İşte kimi çevrelerde uyanış diye tabir edilen şey aslında budur. Dünyanın veya herhangi bir inancın ilkelerini fark etmek değildir uyanış; bilinçaltınızın size uyguladığı hipnozdan uyanıp, bilincinizin ipleri eline almasıdır. Farkındalıktır uyanış. Bilincin ışığını alıp onu kendi üzerinize çevirmek ise aydınlanmaktır.
Tüm çalışmalar gösteriyor ki; bilinçaltınız siz çok küçükken öğrendiği yerleşik kalıplara göre değerlendiriyor sizi. Örneğin yalnız kalmaktan korkan küçük çocukmuşsunuz gibi aksiyon alıyor hala ilişkilerinizde. Bu kalıbı anlayıp, artık o küçük çocuk olmadığınıza bilinçaltınızı ikna etmeniz gerekiyor.
Hatta daha da geri gidelim bilinçaltınızın, genlerinize kodlanmış kadim bir mekanizma olduğunu anlamalısınız. Homo sapiens yaklaşık 300.000 yıl önce gelişti, ancak yaşam tarzımız son 2000 yıla kadar önemli ölçüde değişmemişti. Yani bilinçaltımıza kodlanmış programlar sandığınızdan çok daha az modern. Hayatlarımız savaş ya da kaç gibi hayatta kalma odaklı içgüdüler ve korku gibi duygularla doluydu, her an vahşi bir hayvana yem olabilirdik. Bugün hala aynı duygulara ve içgüdülere sahibiz, bunlar artık gerçek tabiri ile hayatta kalmak için savaşmakla ilgili değil. Ancak bilinçaltımız bunu bilmiyor ve bizi en kötüsüne hazırlayan programları çalıştırıyor.
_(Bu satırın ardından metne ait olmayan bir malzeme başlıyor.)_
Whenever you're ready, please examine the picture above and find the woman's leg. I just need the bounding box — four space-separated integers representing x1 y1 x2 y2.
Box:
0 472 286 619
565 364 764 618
Bu programları anlamak için farkındalık; farkındalık için de ilginizi kendinize yöneltmeniz gerekiyor. İşte sessizlik anları bunu sağlıyor bizlere.
Bu meditasyon değil mi? dediğinizi duyar gibiyim. Ama bilinçli olarak öyle dememeyi tercih ediyorum. Çünkü nedense meditasyon bir türlü yapılamayan çok zor bir şeymiş gibi yer etmiş çoğunluğun bilinçaltında ya da belli bir inanç türüne aitmiş gibi hatta antin kuntin bir şeymiş gibi… O yüzden boş verin bütün kalıpları, hiçbir şey yapmadan sessice oturmakla başlayın, istemiyorsanız gözlerinizi bile kapatmayın.
Bana danışan insanlara bazen soruyorum, ‘’En son ne zaman hiçbir şey yapmadan oturdunuz?’’ şu cevabı aldığım çok oluyor ‘’Hiçbir şey yapmadan duramam ki’’. Peki, telefonda bir şeyler kaydırırken veya TV izlerken tam olarak ne yapıyorsunuz? Bu sürelerden 10 dakikayı öylece oturmaya ayıramaz mısınız? Gerçekten böyle bir 10 dakikanız yok mu? Yavaşlamaya gerçekten ihtiyacınız yok mu?
Bir sonraki adımda artık hayatımızı nasıl tasarlayacağımızdan bahsedelim istiyorum bu nedenle bu sessizlik anları konusunda uzmanlaşmanız fark yaratacaktır. Şimdi başlamak için hazır mısınız?